Sicher ist, bei allen Jamaats, Tariqats und Gruppierungen gibt es

Muslime, die Taqwa besitzen und gute Gläubige sind. Alle arbeiten auf das gleiche Ziel hinzu, nämlich dahin, dass das Wort Allahs auf der Erde regiert; nur ihre Methoden sind verschieden. Manche arbeiten sehr effektiv, andere weniger, einige haben den Islam sehr gut verstanden, andere hingegen vermischen die originalen Lehren des Propheten mit gefährlichen Erneuerungen.
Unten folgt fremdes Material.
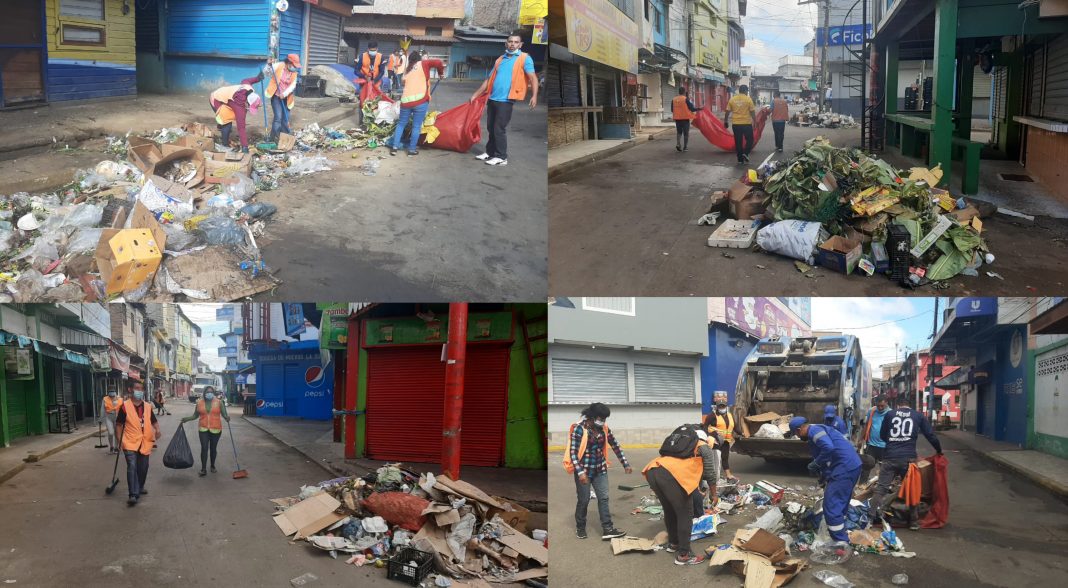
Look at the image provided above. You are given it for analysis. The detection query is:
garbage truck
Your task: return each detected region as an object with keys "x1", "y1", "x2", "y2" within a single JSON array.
[{"x1": 734, "y1": 333, "x2": 871, "y2": 461}]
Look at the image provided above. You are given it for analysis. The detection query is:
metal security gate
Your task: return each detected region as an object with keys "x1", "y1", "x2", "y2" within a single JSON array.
[
  {"x1": 308, "y1": 6, "x2": 341, "y2": 67},
  {"x1": 366, "y1": 345, "x2": 509, "y2": 466}
]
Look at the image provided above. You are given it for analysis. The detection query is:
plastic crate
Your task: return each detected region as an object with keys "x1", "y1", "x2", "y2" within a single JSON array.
[{"x1": 386, "y1": 547, "x2": 434, "y2": 586}]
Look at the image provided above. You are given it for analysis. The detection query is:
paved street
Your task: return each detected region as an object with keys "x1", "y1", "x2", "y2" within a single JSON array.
[
  {"x1": 549, "y1": 116, "x2": 1068, "y2": 296},
  {"x1": 0, "y1": 414, "x2": 395, "y2": 587},
  {"x1": 549, "y1": 438, "x2": 1068, "y2": 588}
]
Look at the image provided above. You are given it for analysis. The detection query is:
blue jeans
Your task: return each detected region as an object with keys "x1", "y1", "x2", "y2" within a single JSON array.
[
  {"x1": 575, "y1": 472, "x2": 612, "y2": 530},
  {"x1": 270, "y1": 94, "x2": 292, "y2": 141},
  {"x1": 123, "y1": 449, "x2": 148, "y2": 498},
  {"x1": 390, "y1": 102, "x2": 429, "y2": 153}
]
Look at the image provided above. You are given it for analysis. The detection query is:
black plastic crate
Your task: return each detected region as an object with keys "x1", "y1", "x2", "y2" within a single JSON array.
[{"x1": 386, "y1": 547, "x2": 434, "y2": 586}]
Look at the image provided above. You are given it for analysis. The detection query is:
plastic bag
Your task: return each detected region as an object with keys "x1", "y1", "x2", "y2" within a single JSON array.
[
  {"x1": 426, "y1": 94, "x2": 489, "y2": 153},
  {"x1": 226, "y1": 174, "x2": 256, "y2": 201},
  {"x1": 197, "y1": 216, "x2": 245, "y2": 245},
  {"x1": 241, "y1": 202, "x2": 278, "y2": 219},
  {"x1": 756, "y1": 221, "x2": 826, "y2": 266},
  {"x1": 163, "y1": 424, "x2": 193, "y2": 470}
]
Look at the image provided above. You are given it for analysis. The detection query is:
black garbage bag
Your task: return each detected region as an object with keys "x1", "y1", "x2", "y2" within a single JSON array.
[{"x1": 163, "y1": 425, "x2": 193, "y2": 470}]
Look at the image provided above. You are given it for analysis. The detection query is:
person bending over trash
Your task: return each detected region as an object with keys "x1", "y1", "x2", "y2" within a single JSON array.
[
  {"x1": 564, "y1": 402, "x2": 633, "y2": 541},
  {"x1": 208, "y1": 78, "x2": 261, "y2": 153},
  {"x1": 789, "y1": 416, "x2": 861, "y2": 555},
  {"x1": 182, "y1": 386, "x2": 230, "y2": 476},
  {"x1": 642, "y1": 425, "x2": 719, "y2": 566}
]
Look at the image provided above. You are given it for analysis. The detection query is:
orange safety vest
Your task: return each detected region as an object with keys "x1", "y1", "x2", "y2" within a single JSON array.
[
  {"x1": 123, "y1": 400, "x2": 156, "y2": 456},
  {"x1": 486, "y1": 51, "x2": 528, "y2": 100},
  {"x1": 265, "y1": 62, "x2": 297, "y2": 109},
  {"x1": 360, "y1": 51, "x2": 382, "y2": 81},
  {"x1": 707, "y1": 412, "x2": 735, "y2": 443},
  {"x1": 642, "y1": 440, "x2": 708, "y2": 494},
  {"x1": 104, "y1": 396, "x2": 123, "y2": 414},
  {"x1": 564, "y1": 423, "x2": 612, "y2": 474},
  {"x1": 671, "y1": 95, "x2": 695, "y2": 121},
  {"x1": 197, "y1": 398, "x2": 222, "y2": 432}
]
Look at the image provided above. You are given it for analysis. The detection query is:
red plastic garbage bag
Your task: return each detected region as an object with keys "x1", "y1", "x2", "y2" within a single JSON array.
[
  {"x1": 693, "y1": 108, "x2": 771, "y2": 152},
  {"x1": 360, "y1": 492, "x2": 430, "y2": 533},
  {"x1": 920, "y1": 454, "x2": 949, "y2": 529},
  {"x1": 426, "y1": 94, "x2": 489, "y2": 153}
]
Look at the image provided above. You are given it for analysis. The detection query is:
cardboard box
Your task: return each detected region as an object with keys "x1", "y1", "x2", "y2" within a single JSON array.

Ein Problem besteht auch darin, dass jeder mit dem Zeigefinger auf den anderen zeigt und ihm seine Fehler offenbart, anstatt auch seine Werke zu respektieren, welche gut für den Islam sind. Es ist natürlich wichtig seinen Bruder im Islam auf Fehler aufmerksam zu machen, falls man diese erkennt, aber gleichzeitig ist es wichtig diesen Bruder zu ermutigen und ihn nicht versuchen durch Takfir aus der Umma, der Gemeinschaft der Muslime, auszuschließen. Nach dem Tode des Gesandten Allahs gab es natürliche Differenzen und Meinungsverschiedenheiten unter den Sahaba in Bezug auf Fiqh-Fragen, die aber nicht zu Zersplitterungen führten, wie es später der Fall war bis zu unser heutigen Zeit.
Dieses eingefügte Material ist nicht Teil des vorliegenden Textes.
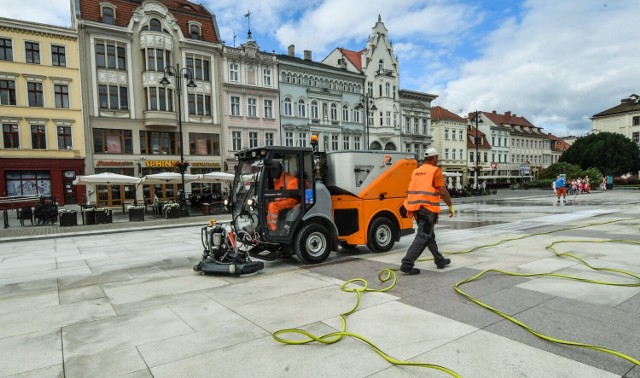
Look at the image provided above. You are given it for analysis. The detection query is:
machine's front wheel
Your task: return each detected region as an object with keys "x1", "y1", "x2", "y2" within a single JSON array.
[
  {"x1": 367, "y1": 217, "x2": 396, "y2": 252},
  {"x1": 294, "y1": 223, "x2": 331, "y2": 264}
]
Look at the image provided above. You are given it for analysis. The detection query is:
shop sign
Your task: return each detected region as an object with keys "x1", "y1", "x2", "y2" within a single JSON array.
[
  {"x1": 96, "y1": 160, "x2": 133, "y2": 167},
  {"x1": 190, "y1": 161, "x2": 220, "y2": 168}
]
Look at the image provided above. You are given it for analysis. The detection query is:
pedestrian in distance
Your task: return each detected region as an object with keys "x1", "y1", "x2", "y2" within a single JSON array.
[
  {"x1": 556, "y1": 175, "x2": 567, "y2": 204},
  {"x1": 400, "y1": 148, "x2": 456, "y2": 274}
]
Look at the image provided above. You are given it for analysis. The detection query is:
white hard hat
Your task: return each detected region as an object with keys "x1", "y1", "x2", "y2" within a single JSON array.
[{"x1": 424, "y1": 147, "x2": 438, "y2": 157}]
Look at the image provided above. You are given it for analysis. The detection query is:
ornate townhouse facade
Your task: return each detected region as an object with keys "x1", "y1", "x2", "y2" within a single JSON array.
[
  {"x1": 71, "y1": 0, "x2": 223, "y2": 206},
  {"x1": 221, "y1": 35, "x2": 280, "y2": 171},
  {"x1": 0, "y1": 18, "x2": 85, "y2": 204},
  {"x1": 322, "y1": 16, "x2": 400, "y2": 151},
  {"x1": 591, "y1": 94, "x2": 640, "y2": 146},
  {"x1": 277, "y1": 45, "x2": 366, "y2": 151},
  {"x1": 469, "y1": 110, "x2": 552, "y2": 183},
  {"x1": 399, "y1": 89, "x2": 438, "y2": 160},
  {"x1": 428, "y1": 106, "x2": 469, "y2": 185}
]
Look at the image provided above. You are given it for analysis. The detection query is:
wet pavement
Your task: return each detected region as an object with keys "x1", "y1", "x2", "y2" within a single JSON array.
[{"x1": 0, "y1": 190, "x2": 640, "y2": 377}]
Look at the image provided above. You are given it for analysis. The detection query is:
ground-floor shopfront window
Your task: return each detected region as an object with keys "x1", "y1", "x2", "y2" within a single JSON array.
[
  {"x1": 142, "y1": 168, "x2": 179, "y2": 203},
  {"x1": 5, "y1": 171, "x2": 51, "y2": 197},
  {"x1": 95, "y1": 168, "x2": 136, "y2": 206}
]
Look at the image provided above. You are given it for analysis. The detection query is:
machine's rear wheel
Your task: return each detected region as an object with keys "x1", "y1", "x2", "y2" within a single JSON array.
[
  {"x1": 294, "y1": 223, "x2": 331, "y2": 264},
  {"x1": 367, "y1": 217, "x2": 396, "y2": 253}
]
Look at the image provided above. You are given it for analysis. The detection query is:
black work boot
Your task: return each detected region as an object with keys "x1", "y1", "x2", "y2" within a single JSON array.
[
  {"x1": 436, "y1": 259, "x2": 451, "y2": 269},
  {"x1": 400, "y1": 266, "x2": 420, "y2": 274}
]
Kostbare Zeit wird zum Beispiel damit verschwendet um zu diskutieren ob die Sibhah (Perlenschnur zum Dhikr-machen) haram oder helal ist, während die muslimischen Länder eins nach dem anderen vom Feind besetzt werden und unsere Brüder und Schwestern im Islam ihrer Würde, ihrer Ressourcen und ihrer Leben beraubt werden. Muslime schauen zu und streiten sich zusätzlich, anstatt ihre Probleme gemeinsam wie vernünftig denkende Menschen zu lösen. Die Frage ist, wie wir den folgenden Befehl Allahs aus dem Qur’an in die Tat umsetzen können:

Und haltet insgesamt an Allahs Seil fest, und zerfallet nicht, und gedenket der Gnade Allahs gegen euch, da ihr Feinde waret und Er eure Herzen so zusammenschloss, dass ihr durch Seine Gnade Brüder wurdet; und da ihr am Rande einer Feuergrube waret, und Er euch ihr entriss. So macht Allah euch Seine Zeichen klar. (Surah Imran 103)
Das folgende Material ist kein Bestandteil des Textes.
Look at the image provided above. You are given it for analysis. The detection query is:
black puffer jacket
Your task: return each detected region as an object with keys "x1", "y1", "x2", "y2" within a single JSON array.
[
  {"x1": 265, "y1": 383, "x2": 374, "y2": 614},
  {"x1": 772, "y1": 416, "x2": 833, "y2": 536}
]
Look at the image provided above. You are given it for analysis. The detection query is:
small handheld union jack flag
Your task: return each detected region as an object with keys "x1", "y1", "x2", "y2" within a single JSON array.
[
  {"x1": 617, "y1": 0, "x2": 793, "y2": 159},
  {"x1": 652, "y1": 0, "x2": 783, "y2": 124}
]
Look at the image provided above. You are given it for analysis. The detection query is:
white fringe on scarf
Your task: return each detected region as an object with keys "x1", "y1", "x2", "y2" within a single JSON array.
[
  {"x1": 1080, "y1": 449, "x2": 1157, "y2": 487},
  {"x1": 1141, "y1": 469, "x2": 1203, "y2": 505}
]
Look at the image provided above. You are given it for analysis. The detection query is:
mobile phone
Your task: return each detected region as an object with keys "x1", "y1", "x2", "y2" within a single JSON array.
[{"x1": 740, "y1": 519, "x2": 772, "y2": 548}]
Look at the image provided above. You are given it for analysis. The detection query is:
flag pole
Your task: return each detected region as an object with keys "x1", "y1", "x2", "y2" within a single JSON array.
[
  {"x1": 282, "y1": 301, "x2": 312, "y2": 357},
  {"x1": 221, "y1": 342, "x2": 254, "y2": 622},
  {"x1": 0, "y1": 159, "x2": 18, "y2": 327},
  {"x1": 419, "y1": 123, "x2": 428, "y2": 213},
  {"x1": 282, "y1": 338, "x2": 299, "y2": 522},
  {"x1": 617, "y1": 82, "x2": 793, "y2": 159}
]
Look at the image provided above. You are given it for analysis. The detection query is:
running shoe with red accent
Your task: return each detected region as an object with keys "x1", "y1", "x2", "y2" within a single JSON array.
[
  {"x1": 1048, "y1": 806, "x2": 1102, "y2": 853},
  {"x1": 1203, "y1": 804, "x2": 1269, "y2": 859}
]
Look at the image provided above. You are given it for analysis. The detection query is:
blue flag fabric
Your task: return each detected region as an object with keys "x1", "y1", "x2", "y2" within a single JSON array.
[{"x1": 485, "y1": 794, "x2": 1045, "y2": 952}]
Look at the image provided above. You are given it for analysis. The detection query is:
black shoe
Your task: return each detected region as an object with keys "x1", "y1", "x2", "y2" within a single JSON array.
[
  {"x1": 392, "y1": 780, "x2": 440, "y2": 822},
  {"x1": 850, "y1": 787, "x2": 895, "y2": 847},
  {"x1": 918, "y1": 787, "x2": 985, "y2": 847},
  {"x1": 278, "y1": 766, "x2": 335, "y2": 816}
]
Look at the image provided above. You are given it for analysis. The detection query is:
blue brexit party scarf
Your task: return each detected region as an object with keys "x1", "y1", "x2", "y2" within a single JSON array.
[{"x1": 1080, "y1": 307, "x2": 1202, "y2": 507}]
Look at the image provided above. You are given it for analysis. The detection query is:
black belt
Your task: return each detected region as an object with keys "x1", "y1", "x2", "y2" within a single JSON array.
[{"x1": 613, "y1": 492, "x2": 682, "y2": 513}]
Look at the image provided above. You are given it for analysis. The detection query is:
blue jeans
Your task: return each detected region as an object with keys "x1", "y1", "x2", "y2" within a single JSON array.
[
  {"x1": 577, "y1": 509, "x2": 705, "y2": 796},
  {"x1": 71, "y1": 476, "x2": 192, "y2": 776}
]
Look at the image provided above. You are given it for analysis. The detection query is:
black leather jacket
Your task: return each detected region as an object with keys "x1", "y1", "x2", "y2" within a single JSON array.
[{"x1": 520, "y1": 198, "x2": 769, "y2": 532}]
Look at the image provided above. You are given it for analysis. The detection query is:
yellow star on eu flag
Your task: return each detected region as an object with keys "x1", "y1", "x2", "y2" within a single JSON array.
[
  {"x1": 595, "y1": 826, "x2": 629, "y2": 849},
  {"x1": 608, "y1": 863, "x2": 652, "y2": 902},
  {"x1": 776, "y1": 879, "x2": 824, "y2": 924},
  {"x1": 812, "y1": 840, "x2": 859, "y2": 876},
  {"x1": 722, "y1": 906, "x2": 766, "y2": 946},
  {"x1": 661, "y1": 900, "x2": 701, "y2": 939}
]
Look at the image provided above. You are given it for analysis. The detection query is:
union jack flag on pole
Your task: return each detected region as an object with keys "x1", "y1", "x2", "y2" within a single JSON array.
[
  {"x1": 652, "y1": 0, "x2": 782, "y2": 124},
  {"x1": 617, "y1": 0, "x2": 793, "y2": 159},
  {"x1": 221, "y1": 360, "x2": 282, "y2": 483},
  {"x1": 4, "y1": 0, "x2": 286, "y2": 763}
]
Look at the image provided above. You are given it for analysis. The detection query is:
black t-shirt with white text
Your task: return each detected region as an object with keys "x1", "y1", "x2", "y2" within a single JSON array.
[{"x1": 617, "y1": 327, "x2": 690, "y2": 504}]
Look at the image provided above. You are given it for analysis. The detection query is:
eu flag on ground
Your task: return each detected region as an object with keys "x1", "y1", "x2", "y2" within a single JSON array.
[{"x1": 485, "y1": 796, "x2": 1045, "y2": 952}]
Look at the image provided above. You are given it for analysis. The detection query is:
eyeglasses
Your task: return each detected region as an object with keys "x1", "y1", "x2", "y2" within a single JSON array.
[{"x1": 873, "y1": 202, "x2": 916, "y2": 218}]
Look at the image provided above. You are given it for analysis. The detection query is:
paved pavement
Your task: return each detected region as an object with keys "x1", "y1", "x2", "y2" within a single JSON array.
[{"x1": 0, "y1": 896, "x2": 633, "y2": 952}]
Yusuf Ali erinnert uns in seinem Qur’an-Kommentar in Bezug auf diese Aya an die Zerstrittenheit und die Stammesfehden, die in der der Stadt Yathrib (Medina) stattfanden, bevor Prophet Muhammad sich dort niederließ und mit der Botschaft des Islams wahre Brüderlichkeit und Zusammenhalt etablierte. Am Schluss fragt Yusuf Ali rethorisch: „Diese arme, streitsüchtige Welt ist ein größeres Yathrib: können wir diese geheiligten Füße auf ihrem Boden etablieren und sie (die Welt) zu einem neuen und größeren Medina machen?“

Allah wird uns nach unserem Glauben UND unseren Taten richten. Das heisst, dass unsere Angehörigkeit einer bestimmten islamischen Gruppierung, bzw. unsere Aqidah, von der wir glauben, dass sie die Richtige ist, uns nicht notwendigerweise ins Paradies bringen wird. Am Allerwichtigsten ist, an keinen anderen Gott ausser Allah zu glauben, dass Muhammad der letzte der Propheten ist, am Quran und der Sunna festzuhalten und so viele guten Taten wie möglich zu verrichten. Und Allah weiss es am besten.